11.4 Please note that based on the current state of the art (i.e. the product(s)), a possible defect of a product cannot be excluded under any conditions of use. Therefore, we do not give any guarantee of freedom from interruptions and/or errors during the use of the product, nor of correction of any errors and defects.
11.5 There is no warranty for spare parts and accessories (such as handpieces, pedals, power supplies and car batteries).
12. Permits, customs duties and export
12.1 If the purchase, carriage or use of any of the Products is subject to any prior permit or licence from a government or other authority, it will be your responsibility to obtain such permit or licence, and you will bear the cost of obtaining it and provide us with evidence of having obtained it, if requested by us. If you fail to obtain such a permit or licence, this will not entitle you to withhold or delay payment for the Products ordered. You will bear all costs and expenses arising from your failure to obtain the required permit or licence.
12.2 Products, when imported into certain countries, may be subject to customs duties. Once the product(s) arrives at the destination designated by you for delivery, customs duties, import duties and taxes may be imposed. All such additional costs for customs clearance and import duties or taxes will be borne by you.
13. Communications
13.1 Unless otherwise specified in these GTC, any notices and other communications relating to these contractual relationships may be given in writing by post (a postage prepaid letter will suffice) or by email to the address set out in Section 1.1 and to the last address notified to us by you.
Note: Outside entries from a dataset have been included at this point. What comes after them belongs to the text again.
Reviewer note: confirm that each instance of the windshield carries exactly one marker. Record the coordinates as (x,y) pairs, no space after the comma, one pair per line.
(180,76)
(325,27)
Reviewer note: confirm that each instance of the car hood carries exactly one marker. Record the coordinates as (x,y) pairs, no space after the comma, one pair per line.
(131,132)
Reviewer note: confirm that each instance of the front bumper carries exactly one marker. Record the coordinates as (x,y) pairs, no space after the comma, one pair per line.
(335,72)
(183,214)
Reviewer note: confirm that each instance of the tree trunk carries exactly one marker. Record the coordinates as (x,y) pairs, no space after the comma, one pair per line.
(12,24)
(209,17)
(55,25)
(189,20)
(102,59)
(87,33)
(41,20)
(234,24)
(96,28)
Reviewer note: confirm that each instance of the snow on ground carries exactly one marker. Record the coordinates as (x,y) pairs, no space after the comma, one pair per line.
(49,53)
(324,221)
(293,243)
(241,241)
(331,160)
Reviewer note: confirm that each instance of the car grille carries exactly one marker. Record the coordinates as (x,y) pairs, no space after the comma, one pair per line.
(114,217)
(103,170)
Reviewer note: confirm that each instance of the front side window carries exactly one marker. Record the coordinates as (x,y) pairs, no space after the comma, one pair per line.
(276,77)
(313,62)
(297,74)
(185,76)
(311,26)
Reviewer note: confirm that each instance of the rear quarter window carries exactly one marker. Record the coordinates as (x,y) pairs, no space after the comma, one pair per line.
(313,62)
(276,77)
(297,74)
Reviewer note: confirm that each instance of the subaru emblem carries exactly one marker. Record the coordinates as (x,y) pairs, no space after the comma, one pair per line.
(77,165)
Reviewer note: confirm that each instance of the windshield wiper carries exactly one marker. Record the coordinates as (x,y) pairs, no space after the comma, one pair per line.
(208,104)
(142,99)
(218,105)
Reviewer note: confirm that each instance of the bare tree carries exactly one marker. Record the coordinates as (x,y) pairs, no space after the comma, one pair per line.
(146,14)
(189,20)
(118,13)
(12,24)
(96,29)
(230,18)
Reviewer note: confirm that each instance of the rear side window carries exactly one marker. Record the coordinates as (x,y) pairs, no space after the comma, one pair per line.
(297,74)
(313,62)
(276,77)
13.2 Until the contractual legal transaction has been fully performed by both parties, you will be obliged to notify us of any changes to your business address. In the event of failure to notify us of a change of address, any communications will be deemed to have been delivered if sent to the last address communicated by you.
14. Protection of information and personal data
We will only process or use your personal data to the extent permitted by law, safeguarding it from unauthorized access. The terms of our Privacy Policy apply.
15. Final provisions
15.2 The transfer of rights and obligations from a concluded contractual relationship requires our prior written consent.
15.3 If a Party waives or temporarily refrains from enforcing its rights under these General Terms and Conditions, or if it grants the other Party a contractual vacancy period, the rights of the first-mentioned Party shall in any case remain unaffected. A waiver of enforcing its rights in relation to a breach of these General Terms and Conditions may not be construed as a waiver of enforcing its rights in relation to subsequent breaches of these GTC.
15.4 These General Terms and Conditions are governed by the substantive law of the Republic of Italy , excluding the conflict of laws rules and the United Nations Convention on the International Sale of Goods. In the event of disputes arising from a contract, including disputes relating to the existence or non-existence of the contract itself, the competent court shall be exclusively constituted by the courts of Vienna, first district.
15.5 Notwithstanding the foregoing exclusive forum choice, we shall have the right to bring proceedings or seek interim relief in any court having local and factual jurisdiction over you.
15.6 If any provision or parts of a provision within these GTCs are or become invalid, this shall not affect the effectiveness and validity of the remaining provisions. In the event that any provision within these GTCs or part of a contract is invalid or unenforceable, such invalid or unenforceable provision shall be deemed to be replaced by a provision which, in terms of commercial and legal effect, comes as close as possible to that invalid or unenforceable provision. The same applies in the event of a contractual gap.